L’agression suivie de la mort de Quentin, militant nationaliste de 23 ans, en marge d’une conférence de l’eurodéputée LFI Rima Hassan à Sciences Po Lyon a provoqué de multiples réactions indignées de la classe politique.

Un drame qui ravive les tensions politiques. Le parquet de Lyon a annoncé samedi le décès de Quentin, un étudiant de 23 ans qui était hospitalisé depuis jeudi dans un état grave, après une violente agression en marge d’une conférence de l’eurodéputée LFI Rima Hassan à Sciences Po.

Quentin avait été placé dans le coma, avec un pronostic vital engagé, à l’hôpital Edouard-Herriot de Lyon, après avoir été pris en charge «dans un état grave» jeudi en début de soirée par les secours, dans le 5e arrondissement de la ville.

«L’enquête se poursuit, elle est conduite dorénavant du chef de coups mortels aggravés, en plus des violences aggravées de réunion, d’usage d’arme, et de mis en cause dont le visage est dissimulé», a précisé le parquet dans un communiqué.

Une indignation jusqu’au plus haut sommet de l’état

Déjà indignée par le lynchage de Quentin vendredi soir, l’entièreté de l’échiquier politique s’est exprimée sur la douleur qui entoure le décès de ce garçon de 23 ans, à commencer par le chef de l’État.

«En République, aucune cause, aucune idéologie ne justifieront jamais que l’on tue (…) Poursuivre, traduire devant la justice et condamner les auteurs de cette ignominie est indispensable.
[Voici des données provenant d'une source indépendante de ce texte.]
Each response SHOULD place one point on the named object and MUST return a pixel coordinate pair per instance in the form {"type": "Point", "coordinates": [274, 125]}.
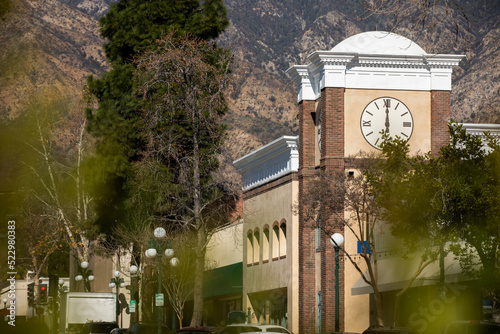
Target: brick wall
{"type": "Point", "coordinates": [307, 241]}
{"type": "Point", "coordinates": [332, 158]}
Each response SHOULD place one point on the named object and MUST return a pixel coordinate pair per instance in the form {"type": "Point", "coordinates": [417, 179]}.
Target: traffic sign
{"type": "Point", "coordinates": [159, 299]}
{"type": "Point", "coordinates": [131, 307]}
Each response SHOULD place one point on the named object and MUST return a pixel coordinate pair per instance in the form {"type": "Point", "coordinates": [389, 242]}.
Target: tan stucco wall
{"type": "Point", "coordinates": [418, 102]}
{"type": "Point", "coordinates": [225, 247]}
{"type": "Point", "coordinates": [264, 209]}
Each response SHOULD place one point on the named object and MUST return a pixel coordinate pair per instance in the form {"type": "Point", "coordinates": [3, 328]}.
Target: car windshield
{"type": "Point", "coordinates": [276, 330]}
{"type": "Point", "coordinates": [102, 328]}
{"type": "Point", "coordinates": [240, 329]}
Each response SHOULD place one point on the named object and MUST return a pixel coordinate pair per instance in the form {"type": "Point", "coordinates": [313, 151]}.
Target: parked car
{"type": "Point", "coordinates": [98, 327]}
{"type": "Point", "coordinates": [387, 330]}
{"type": "Point", "coordinates": [253, 328]}
{"type": "Point", "coordinates": [199, 330]}
{"type": "Point", "coordinates": [472, 327]}
{"type": "Point", "coordinates": [145, 328]}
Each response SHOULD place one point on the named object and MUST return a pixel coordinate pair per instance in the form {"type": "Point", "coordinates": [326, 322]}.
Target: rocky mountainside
{"type": "Point", "coordinates": [52, 45]}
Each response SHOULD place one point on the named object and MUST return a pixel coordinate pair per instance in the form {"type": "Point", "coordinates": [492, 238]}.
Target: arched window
{"type": "Point", "coordinates": [276, 242]}
{"type": "Point", "coordinates": [249, 248]}
{"type": "Point", "coordinates": [256, 247]}
{"type": "Point", "coordinates": [265, 245]}
{"type": "Point", "coordinates": [282, 239]}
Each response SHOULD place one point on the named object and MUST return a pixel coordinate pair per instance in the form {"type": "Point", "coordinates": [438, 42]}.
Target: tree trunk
{"type": "Point", "coordinates": [378, 302]}
{"type": "Point", "coordinates": [197, 318]}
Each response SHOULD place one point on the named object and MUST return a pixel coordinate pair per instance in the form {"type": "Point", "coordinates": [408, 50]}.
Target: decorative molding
{"type": "Point", "coordinates": [357, 70]}
{"type": "Point", "coordinates": [269, 162]}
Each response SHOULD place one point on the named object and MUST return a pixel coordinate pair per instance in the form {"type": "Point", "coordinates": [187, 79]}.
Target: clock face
{"type": "Point", "coordinates": [386, 114]}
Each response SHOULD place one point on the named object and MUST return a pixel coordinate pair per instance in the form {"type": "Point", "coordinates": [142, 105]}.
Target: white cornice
{"type": "Point", "coordinates": [269, 162]}
{"type": "Point", "coordinates": [357, 70]}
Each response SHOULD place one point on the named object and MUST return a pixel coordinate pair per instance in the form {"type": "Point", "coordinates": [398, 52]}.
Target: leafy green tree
{"type": "Point", "coordinates": [181, 84]}
{"type": "Point", "coordinates": [449, 202]}
{"type": "Point", "coordinates": [469, 204]}
{"type": "Point", "coordinates": [131, 27]}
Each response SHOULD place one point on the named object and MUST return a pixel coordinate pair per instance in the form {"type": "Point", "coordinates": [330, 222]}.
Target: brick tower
{"type": "Point", "coordinates": [369, 82]}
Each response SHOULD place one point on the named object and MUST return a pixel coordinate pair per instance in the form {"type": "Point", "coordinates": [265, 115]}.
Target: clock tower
{"type": "Point", "coordinates": [368, 84]}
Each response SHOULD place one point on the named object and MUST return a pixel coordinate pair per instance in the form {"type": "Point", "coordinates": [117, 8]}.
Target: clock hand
{"type": "Point", "coordinates": [387, 120]}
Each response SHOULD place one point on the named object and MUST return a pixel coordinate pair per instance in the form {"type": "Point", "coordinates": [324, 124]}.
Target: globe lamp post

La haine qui assassine n’a pas sa place chez nous», a ainsi indiqué Emmanuel Macron sur X.

Cette prise de position du président de la République a été rejointe par le maire de Lyon, Grégory Doucet. «Un tel déferlement de violences en plein cœur de la ville est inacceptable. Aucun désaccord politique ne peut justifier la violence. La Ville de Lyon mettra tous ses moyens à la disposition de la Justice pour appréhender les individus en cause dans la mort de Quentin», a assuré ce dernier via son service de presse.

Le Premier secrétaire du PS Olivier Faure a également regretté le décès du jeune homme sur les réseaux sociaux.

«Le niveau de violence atteint est inacceptable. Dans une démocratie, personne ne devrait mourir pour ses idées. Toutes mes pensées pour la famille de Quentin. A la police et à l’autorité judiciaire de mener une enquête diligente et de rendre la justice», a tweeté le député de Seine-et-Marne.

Marine Le Pen, la présidente du groupe RN à l’Assemblée, a fait part de ses «pensées émues» et de sa «profonde compassion» à la famille de la victime.

«À la douleur insondable de la perte d’un enfant ne doit pas succéder l’insupportable impunité des barbares responsables de ce lynchage. Il appartiendra à la justice de juger et de condamner avec la plus grande rigueur cet acte criminel d’une violence inouïe», a ajouté cette dernière sur X.

Bruno Retailleau et Éric Ciotti ciblent l’extrême gauche

Ce samedi soir, le chef de file de LFI, Jean-Luc Mélenchon, a déploré l’attaque de «locaux et permanences» de son parti dans tout le pays.

Il a directement incriminé Bruno Retailleau et Marine Le Pen, qui ont selon «couvert et répété des accusations sans aucun fondement contre les insoumis en exploitant le drame survenu à Lyon».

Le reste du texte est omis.